We had a swordfishing trip today, a daytime trip, which meant fishing with electric reels down on the bottom out in 1500 ft of water.  Up until a few years ago, we would only go swordfishing at night.  Swordfish are nocturnal feeders.  During the day, they stay down on the bottom at average depths of 1500ft deep.  At night, swordfish rise to within a few hundred feet of the surface to actively feed and look for food.  It only made sense to us to only go out to fish for them at night.  We never fished for them during the day because we didn’t think they would bite. In the past few years, we’ve found out how wrong we were.  Swordfish feed during the daytime too, they just stay down deep in the cooler waters during the daylight hours.

Happy crew with their monster catch!

Capt.

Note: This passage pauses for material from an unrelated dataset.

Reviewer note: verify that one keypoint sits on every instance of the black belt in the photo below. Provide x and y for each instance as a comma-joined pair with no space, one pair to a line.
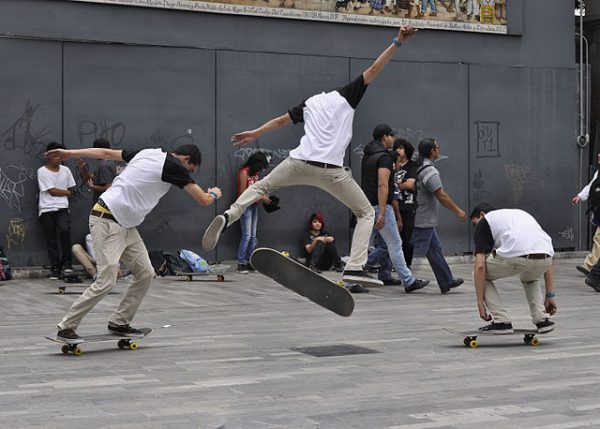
535,256
322,164
103,215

Rod and Mick with their monster catch!

On our daytime swordfishing charters, we usually troll out to the fishing grounds which are about 20 miles offshore.  This is through prime mahi-mahi territory.  Mahi-mahi are actually more of a high-percentage catch for us on swordfishing charters than swordfish are.  On the troll offshore, you can hit mahi-mahi, blackfin tuna, barracuda, wahoo and even the rare and elusive blue marlin.  Today though, we didn’t get a single bite on the way out to swordfishing grounds.

pulling the swordfish up onto the dock

Swordfish being pulled up onto the dock

We made 4 drops before we finally hooked the fish.  Each drop is pretty time consuming.  At those depths, it takes 10-15 minutes just to drop your bait all the way to the bottom.  With the Gulfstream current, its hard to keep the bait on the bottom without letting it drift up higher.  The scope of the line and the current are constantly pulling it.  Anyway, on a single swordfish drop, you get about 15-20 minutes of bottom time with the bait in the zone.  After that, it has drifted up too high so we reel it in and start again.  It takes 15-20 minutes for the electric reel to wind in all that line, without a fish on it.

Mick posing with the swordfish on the dock

Big swordfish on the dock after a daytime swordfishing charter.

On the 4th drop, we finally got a hookup and it was BIG.  The fish smoked drag off the reef for the longest time.  We must have had almost a mile of line off the reel.  We slowly gained it back in, inch by inch.  After two hours, we finally got sight of the fish and could see how big it was.  The last hundred feet of line took the longest and the fish appeared bigger and bigger and we brought him up closer to the surface.  When we had the fish about 20 feet away, Mick, the first mate on the trip, threw the harpoon which impaled the fish through it’s shoulder.  The fish was caught!

Hauling the fish into the boat was more than a small task.  It took everyone aboard to get this fish into the boat.  High fives all around!  There was no beating the catch we just got so we throttled up and ran the 20 miles back to Fort Lauderdale to take pictures with the fish.  We used a block and tackle to lift the fish onto the dock.  We took pictures with the fish over the course of the next hour and half.  After the photos were done, we cut the fish up and gave the meat away to friends and customers, feeding over a hundred different people.  Catches of swordfish this size don’t happen often.

The big fish are biting off the coast of Fort Lauderdale.  Swordfish, sharks, sailfish, marlin, barracuda and amberjacks are all big game fish that are in season now and lurking off our coast.  Let’s go fishing.